DERNIÈRES SORTIES :
"Conform to Deform"
(3CD Box Set)
"Original Sound of Sheffield"
(Best Of)
SITE OFFICIEL :
www.brainwashed.com/cv

EN SAVOIR PLUS :
"Industrial Evolution :
Through the Eighties
with Cabaret Voltaire
& Local Government"
(par Mick Fish)
Par Frédéric Thébault  
Photos D.R.  

Si l’on veut découvrir les premières expériences sonores de Cabaret Voltaire, la compilation "1974-1976", parue en 1991, est incontournable. Avouons-le cependant, la première partie de ce que l’on peut qualifier de "trilogie" du groupe, est plus aboutie : "MIX-UP" en 1979, puis "THE VOICE OF AMERICA" en 1980 et enfin "RED MECCA" en 1981, demeurent des must, sans oublier le single "Nag Nag Nag". Le groupe applique à merveille sa propre définition de la musique industrielle : "We will not allow any dancing". Et pour cause, difficile de se trémousser sur ces boucles sonores, ces synthés aux sons stridents et ces ambiances morbides.
Les amateurs se procureront aussi les live "AT THE YMCA" de 1979, "AT THE LYCEUM" de 1981 et "IN SHEFFIELD" de 1982, ainsi que les compilations "THE LIVING LEGENDS", "THREE MANTRAS", "EIGHT CREPUSCULE TRACKS" et la B.O. de "JOHNNY YESNO".
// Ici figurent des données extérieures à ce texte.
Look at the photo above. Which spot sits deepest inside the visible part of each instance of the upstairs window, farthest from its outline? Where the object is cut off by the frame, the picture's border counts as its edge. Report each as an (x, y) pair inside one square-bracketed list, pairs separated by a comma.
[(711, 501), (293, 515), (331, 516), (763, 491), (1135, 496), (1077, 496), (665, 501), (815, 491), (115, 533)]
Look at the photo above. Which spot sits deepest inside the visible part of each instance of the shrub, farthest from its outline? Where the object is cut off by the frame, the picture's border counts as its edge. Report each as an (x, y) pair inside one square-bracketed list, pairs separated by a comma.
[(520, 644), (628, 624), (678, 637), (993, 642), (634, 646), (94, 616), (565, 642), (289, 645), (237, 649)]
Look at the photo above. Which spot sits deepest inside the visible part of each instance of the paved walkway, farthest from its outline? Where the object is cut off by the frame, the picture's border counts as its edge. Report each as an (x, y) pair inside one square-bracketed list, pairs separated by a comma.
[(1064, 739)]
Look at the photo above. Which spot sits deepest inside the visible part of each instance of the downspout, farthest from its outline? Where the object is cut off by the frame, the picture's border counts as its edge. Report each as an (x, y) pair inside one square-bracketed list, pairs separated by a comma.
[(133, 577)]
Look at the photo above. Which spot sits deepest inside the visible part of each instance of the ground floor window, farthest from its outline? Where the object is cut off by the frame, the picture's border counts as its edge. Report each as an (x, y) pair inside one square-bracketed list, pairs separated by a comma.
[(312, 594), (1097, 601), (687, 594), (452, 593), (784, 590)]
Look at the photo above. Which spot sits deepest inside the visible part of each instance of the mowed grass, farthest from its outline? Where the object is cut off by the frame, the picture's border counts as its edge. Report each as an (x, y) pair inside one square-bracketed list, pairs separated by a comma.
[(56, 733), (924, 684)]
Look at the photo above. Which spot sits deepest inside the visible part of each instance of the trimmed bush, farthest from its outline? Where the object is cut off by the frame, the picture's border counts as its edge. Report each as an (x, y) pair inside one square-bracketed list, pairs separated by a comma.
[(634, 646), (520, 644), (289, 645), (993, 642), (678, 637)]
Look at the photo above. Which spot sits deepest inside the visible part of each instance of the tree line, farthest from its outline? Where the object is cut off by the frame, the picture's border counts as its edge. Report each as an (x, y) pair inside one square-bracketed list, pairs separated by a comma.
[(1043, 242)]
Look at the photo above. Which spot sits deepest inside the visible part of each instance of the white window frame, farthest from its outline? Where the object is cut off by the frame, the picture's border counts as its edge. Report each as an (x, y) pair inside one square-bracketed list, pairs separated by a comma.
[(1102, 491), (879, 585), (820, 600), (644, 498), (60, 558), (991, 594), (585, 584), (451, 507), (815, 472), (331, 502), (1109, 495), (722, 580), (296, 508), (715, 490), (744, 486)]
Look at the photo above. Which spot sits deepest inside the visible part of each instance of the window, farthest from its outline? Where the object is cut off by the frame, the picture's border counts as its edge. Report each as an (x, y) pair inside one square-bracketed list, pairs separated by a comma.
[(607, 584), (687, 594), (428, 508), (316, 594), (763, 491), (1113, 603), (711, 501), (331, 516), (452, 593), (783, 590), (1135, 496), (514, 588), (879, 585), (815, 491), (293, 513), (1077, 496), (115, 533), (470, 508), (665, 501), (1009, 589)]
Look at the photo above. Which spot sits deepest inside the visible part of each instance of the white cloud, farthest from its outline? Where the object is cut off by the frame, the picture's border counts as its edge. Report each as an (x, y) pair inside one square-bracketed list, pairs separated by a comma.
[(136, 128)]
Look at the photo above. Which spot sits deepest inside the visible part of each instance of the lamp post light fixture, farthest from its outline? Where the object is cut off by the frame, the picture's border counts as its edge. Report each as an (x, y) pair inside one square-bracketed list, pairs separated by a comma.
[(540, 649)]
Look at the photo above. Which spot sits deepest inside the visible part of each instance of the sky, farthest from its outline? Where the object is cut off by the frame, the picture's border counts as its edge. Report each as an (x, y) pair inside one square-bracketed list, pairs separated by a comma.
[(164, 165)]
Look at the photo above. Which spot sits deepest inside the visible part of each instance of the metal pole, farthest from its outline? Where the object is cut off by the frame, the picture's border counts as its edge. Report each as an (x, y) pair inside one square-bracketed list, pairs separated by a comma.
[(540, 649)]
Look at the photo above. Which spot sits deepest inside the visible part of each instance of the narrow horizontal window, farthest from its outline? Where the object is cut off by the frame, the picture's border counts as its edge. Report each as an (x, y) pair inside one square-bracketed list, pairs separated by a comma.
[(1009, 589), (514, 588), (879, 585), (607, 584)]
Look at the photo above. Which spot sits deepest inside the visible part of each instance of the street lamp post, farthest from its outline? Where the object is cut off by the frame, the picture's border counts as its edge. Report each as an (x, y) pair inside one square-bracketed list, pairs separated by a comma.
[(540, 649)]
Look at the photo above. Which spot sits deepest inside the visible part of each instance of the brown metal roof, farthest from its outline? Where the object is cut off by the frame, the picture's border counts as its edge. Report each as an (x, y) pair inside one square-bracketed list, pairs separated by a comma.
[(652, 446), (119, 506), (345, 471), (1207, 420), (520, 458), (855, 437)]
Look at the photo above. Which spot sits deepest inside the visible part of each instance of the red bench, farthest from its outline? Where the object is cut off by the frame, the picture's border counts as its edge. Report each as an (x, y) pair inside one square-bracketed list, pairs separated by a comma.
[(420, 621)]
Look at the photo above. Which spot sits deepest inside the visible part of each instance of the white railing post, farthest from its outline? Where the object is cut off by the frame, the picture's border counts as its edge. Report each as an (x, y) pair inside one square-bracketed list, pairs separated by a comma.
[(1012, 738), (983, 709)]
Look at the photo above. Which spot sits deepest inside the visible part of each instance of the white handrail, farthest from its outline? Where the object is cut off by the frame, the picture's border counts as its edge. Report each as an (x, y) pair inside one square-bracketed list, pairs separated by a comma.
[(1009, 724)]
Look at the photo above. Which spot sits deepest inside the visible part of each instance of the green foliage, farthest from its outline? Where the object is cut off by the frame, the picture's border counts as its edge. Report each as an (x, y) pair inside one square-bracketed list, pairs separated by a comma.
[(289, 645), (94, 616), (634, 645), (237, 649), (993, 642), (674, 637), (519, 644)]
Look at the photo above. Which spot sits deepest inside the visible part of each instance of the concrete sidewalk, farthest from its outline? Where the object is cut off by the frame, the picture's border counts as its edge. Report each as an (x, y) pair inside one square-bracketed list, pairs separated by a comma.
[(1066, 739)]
Entrons maintenant dans la seconde peau de Cabaret Voltaire, la période "techno-funk", celle du succès et de la reconnaissance. "THE CRACKDOWN", en 1983, avec son humour très particulier ("Why kill time when you can kill yourself"), suivi de "MICROPHONIES", en 1984, et du génial et allumé "THE COVENANT, THE SWORD AND THE ARM OF THE LORD", en 1985, sans doute le plus abouti, sont des bijoux in-dis-pen-sables.
"CODE", en 1987, et surtout le raté "GROOVY, LAIDBACK & NASTY", en 1990, offrent moins d’intérêt, le groupe, perturbé par la house music, se cherchant quelque peu.
1991 est la période du renouveau, après ces errances bien légitimes chez un groupe vieux de quinze ans."BODY AND SOUL" rassure, cédant la place aux ambiances planantes et hypnotiques, offrant un nouveau visage au groupe dans un style qui, le bruit en moins, revient aux origines : la musique ambiante. Et si le maxi "Colours", la même année, déçoit un peu, la partie est gagnée dès l’album suivant, "PLASTICITY", en 1992. Avec celui-ci, comme avec "INTERNATIONAL LANGUAGE" en 1993 et l’excellent double "THE CONVERSATION" en 1995, l’osmose est parfaite et le groupe prouve qu’il est désormais à la pointe de son art.

L’album de remixes "WESTERN REWORKS" en 1992, ainsi que diverses sessions radio publiées dans l’album "RADIATION 84-86", sans oublier la dernière triple-compilation "CONFORM TO DEFORM" et le best-of "THE SOUND OF SHEFFIELD 1983-1987" (versions maxi des singles) complèteront idéalement la discographie des amateurs de la période techno-funk du groupe. Les fans plus hardcore se seront bien évidemment procuré la compil de raretés "LISTEN UP" et des maxis comme "The Drain Train" ou "Drinking Gasoline". Quant à la carrière solo de Richard H. Kirk, c’est une tout autre histoire, mais sachez qu’une bonne partie de la vingtaine d’albums signés sous divers noms s’avère aussi indispensable que les albums de Cabaret Voltaire.